We propose an all-optical regeneration scheme for 16-QAM signal. An incoming signal is 50/50 split into I and Q arms. Each arm contains three phase sensitive amplifiers (PSAs); between the PSAs the signal propagates through highly nonlinear fiber (HNLF) and acquires nonlinear phase shift due to self-phase modulation (SPM). At the end, another 50/50 coupler combines the regenerated I and Q signals.

In each arm, the first PSA is used to amplify one quadrature of incoming signal and deamplify the other quadrature in order to squeeze the phase noise. Since data encoded on the deamplified quadrature is also erased by the first PSA, signal in each arm retains only the data on amplified quadrature. After the first PSA, only amplitude noises remain on the two power levels of each signal.

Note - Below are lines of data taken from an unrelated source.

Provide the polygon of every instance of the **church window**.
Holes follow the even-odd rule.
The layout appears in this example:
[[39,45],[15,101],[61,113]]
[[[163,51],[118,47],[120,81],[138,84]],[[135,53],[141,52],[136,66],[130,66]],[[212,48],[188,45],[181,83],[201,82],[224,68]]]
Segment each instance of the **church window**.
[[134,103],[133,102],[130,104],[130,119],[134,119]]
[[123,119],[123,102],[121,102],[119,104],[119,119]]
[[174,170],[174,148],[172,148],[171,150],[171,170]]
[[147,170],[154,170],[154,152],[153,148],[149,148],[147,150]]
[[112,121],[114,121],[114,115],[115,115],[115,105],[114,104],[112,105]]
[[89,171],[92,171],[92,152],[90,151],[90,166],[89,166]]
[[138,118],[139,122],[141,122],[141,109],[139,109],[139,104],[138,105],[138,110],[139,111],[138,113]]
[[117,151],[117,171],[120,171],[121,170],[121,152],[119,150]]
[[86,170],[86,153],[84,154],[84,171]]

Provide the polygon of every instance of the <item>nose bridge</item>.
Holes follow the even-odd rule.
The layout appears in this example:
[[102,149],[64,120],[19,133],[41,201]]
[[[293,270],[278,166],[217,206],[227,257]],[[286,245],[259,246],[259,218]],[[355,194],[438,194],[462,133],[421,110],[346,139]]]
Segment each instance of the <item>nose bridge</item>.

The amplitude noise is regenerated by the SPM in the HNLF, followed by the PSA. The SPM converts the amplitude noise to the phase noise and thus causes rotation of the uncertainty (noise) ellipse around the signal phasor in the complex plane. For a proper nonlinear phase shift, the long axis of the noise ellipse can be significantly compressed by the PSA. To suppress the noise on both signal levels with 1:9 power ratio, there are two HNLF+PSA combinations in each arm.

Our modeling shows better than 4 dB noise reduction for all constellation points. Moreover, the higher signal levels experience even greater noise suppression, which is beneficial for their nonlinear propagation through the transmission fiber.